今月の写真
春を待ちこがれたレニングラード(現サンクトペテルブルグ)


 冬が長くて厳しい場所ほど、人々は春に憧れる。

 ここレニングラード(現サンクトペテルブルグ、ロシア北西部)でも、ネバ川に張りつめていた氷が溶けて流れ出す3月に、人々は春の日射しを楽しみに、河原にやってくる。

 気温は、川に流れている氷から想像がつくだろう。しかし人々にとっては長くて暗い冬との決別を喜んで、手袋もなく、明るい表情で、陽光のもとを歩きまわる。

 これは、 ここにはかぎらない。ヨーロッパ北部でも、同じように人々は春を待ちこがれて、まだ寒いのに、春を楽しみに屋外に出てくるのである。

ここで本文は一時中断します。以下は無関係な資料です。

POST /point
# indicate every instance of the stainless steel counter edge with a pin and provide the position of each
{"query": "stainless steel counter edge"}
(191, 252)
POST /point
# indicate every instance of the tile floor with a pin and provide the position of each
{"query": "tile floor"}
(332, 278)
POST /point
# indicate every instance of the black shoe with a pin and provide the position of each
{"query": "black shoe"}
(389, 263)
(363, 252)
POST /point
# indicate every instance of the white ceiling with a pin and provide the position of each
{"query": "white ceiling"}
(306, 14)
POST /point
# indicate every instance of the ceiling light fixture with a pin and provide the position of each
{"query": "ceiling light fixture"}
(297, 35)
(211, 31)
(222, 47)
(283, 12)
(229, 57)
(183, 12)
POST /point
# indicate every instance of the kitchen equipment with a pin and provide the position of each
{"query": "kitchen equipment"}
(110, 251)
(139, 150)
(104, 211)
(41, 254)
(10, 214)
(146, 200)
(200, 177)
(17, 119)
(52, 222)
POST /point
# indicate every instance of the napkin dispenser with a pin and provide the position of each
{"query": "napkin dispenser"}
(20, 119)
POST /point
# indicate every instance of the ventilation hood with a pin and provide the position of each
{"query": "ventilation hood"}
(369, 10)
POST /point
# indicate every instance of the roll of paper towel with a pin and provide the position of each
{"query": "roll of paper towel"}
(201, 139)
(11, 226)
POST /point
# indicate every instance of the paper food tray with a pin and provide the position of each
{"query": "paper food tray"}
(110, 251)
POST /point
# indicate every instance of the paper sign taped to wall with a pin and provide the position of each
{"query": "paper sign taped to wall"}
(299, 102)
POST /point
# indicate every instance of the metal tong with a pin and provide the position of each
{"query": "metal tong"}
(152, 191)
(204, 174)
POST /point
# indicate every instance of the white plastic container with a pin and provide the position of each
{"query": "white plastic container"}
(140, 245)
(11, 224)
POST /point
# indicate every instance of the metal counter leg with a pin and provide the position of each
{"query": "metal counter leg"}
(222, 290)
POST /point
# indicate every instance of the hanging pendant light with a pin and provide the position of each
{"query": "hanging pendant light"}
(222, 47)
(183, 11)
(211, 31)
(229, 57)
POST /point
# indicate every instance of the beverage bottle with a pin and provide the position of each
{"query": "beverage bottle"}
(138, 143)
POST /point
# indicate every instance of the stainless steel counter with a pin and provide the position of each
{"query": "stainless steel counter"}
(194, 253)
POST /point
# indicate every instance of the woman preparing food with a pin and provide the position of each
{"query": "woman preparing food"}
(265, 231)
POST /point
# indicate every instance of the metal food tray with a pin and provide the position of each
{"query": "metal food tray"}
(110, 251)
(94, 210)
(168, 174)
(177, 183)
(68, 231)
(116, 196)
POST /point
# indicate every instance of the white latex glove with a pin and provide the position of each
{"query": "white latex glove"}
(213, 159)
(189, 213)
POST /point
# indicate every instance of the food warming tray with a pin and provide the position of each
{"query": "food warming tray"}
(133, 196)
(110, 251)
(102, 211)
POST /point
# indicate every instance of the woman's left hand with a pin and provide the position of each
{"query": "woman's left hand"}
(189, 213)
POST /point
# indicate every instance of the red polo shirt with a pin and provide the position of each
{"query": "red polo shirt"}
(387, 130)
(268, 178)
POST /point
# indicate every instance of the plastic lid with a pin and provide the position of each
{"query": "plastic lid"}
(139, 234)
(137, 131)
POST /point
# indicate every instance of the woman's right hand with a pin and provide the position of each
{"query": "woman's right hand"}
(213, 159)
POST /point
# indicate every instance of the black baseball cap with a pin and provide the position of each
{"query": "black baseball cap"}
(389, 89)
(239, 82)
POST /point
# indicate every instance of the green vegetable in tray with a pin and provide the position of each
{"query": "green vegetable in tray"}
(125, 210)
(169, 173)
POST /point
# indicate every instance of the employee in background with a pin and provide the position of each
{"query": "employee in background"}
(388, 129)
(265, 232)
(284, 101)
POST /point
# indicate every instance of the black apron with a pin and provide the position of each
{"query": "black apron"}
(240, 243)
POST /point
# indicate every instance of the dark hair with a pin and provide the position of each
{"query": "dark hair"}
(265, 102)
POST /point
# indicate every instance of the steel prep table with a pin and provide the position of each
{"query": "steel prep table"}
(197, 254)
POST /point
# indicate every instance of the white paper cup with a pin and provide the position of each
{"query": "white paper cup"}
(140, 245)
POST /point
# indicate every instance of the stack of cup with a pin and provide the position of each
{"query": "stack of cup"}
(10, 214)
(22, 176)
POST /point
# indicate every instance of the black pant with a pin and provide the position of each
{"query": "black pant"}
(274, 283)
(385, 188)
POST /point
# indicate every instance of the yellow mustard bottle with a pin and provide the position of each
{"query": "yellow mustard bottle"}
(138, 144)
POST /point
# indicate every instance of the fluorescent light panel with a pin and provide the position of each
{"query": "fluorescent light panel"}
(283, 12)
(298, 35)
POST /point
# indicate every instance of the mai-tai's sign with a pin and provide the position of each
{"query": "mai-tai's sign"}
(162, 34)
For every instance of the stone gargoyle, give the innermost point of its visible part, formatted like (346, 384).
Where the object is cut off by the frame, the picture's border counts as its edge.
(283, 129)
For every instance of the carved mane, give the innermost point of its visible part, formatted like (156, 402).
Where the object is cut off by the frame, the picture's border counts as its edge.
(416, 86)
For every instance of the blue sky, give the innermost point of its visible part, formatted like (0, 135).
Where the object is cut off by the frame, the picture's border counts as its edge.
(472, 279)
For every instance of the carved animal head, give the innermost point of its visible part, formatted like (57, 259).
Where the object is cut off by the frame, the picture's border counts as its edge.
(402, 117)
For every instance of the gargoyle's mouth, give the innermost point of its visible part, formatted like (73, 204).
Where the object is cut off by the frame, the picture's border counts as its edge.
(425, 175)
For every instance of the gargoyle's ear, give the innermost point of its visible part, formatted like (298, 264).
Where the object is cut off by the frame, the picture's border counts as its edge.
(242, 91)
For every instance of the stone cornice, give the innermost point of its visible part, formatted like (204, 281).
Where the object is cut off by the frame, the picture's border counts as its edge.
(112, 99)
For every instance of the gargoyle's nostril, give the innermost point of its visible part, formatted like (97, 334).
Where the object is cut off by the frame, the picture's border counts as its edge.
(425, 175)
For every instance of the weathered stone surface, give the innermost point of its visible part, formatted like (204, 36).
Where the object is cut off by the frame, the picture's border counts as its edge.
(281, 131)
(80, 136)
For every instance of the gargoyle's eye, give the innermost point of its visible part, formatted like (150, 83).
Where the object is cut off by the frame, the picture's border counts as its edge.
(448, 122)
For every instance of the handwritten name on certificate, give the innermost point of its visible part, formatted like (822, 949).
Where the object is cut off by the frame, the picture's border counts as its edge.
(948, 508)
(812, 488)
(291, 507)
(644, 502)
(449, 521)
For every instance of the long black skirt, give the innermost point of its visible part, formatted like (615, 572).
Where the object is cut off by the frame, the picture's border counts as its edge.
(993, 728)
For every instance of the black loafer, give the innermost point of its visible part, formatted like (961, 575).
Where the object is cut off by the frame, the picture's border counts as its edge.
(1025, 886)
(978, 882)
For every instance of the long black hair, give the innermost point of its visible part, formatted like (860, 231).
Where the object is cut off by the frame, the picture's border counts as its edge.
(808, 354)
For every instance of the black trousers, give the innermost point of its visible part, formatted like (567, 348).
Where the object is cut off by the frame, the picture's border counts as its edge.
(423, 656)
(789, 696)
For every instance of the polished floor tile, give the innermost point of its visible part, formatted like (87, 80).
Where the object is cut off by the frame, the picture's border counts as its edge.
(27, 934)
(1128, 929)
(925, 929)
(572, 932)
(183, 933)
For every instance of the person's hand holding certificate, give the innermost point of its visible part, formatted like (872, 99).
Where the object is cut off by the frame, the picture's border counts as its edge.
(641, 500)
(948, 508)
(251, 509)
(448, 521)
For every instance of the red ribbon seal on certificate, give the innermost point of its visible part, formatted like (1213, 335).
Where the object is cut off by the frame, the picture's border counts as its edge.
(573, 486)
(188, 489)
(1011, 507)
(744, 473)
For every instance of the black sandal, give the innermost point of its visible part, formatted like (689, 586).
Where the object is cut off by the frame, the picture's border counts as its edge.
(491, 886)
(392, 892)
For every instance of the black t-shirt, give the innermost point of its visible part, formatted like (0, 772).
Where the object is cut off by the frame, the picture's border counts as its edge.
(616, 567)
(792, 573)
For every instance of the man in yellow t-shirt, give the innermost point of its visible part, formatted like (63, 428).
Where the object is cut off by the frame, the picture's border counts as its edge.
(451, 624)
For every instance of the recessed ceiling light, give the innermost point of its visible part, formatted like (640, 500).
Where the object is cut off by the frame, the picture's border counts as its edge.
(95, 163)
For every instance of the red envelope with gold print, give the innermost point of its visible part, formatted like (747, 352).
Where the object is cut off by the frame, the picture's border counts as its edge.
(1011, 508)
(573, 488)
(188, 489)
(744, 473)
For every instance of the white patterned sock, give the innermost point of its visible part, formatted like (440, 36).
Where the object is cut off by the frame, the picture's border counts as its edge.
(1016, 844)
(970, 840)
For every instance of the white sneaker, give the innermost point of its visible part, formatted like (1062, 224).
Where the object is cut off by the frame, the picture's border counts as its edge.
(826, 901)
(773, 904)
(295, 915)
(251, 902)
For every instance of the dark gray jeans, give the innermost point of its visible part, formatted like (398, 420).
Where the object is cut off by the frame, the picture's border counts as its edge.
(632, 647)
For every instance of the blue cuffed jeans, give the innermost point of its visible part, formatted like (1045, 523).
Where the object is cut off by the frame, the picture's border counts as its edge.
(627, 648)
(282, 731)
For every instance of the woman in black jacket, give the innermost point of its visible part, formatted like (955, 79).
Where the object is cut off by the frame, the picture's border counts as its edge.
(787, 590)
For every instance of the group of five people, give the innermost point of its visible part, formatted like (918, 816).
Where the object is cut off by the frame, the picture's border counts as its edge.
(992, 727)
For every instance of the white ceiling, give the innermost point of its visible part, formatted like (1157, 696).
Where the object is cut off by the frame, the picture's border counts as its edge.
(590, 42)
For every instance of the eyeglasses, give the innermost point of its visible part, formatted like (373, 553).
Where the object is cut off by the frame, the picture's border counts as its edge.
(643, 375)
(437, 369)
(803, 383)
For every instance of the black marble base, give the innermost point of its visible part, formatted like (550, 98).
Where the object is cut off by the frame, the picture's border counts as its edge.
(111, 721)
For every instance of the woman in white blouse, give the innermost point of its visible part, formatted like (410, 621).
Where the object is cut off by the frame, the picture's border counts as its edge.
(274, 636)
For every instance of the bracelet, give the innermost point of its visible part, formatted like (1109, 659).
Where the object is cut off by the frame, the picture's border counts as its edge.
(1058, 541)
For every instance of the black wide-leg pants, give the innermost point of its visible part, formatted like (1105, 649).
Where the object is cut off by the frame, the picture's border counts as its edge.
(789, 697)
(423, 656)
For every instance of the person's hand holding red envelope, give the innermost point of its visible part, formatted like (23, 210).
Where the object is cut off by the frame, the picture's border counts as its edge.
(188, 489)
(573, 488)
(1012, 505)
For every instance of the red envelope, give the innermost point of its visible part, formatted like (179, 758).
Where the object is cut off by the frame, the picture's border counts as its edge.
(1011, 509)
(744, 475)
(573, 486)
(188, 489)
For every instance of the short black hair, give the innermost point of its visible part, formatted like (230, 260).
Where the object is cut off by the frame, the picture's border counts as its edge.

 しかし、ロシア人にとっての春への渇望は、私の想像を超えた。

同じネバ川の別の河原では、太陽が当たって、しかも風が当たらない壁際で、正気の沙汰とは思えない風景が出現しているのである。

日光浴。そう。いくら日の光に飢えていたとしても、目の前に氷が流れている河畔で裸になるものか。

ロシアや北ヨーロッパの人たちが、夏になると大挙して南に向かう心情を、心底から理解することは私たち日本人にはむつかしい。彼らは、夏に南へ向かうために、年間の労働に耐えている、とも言えるほどなのである。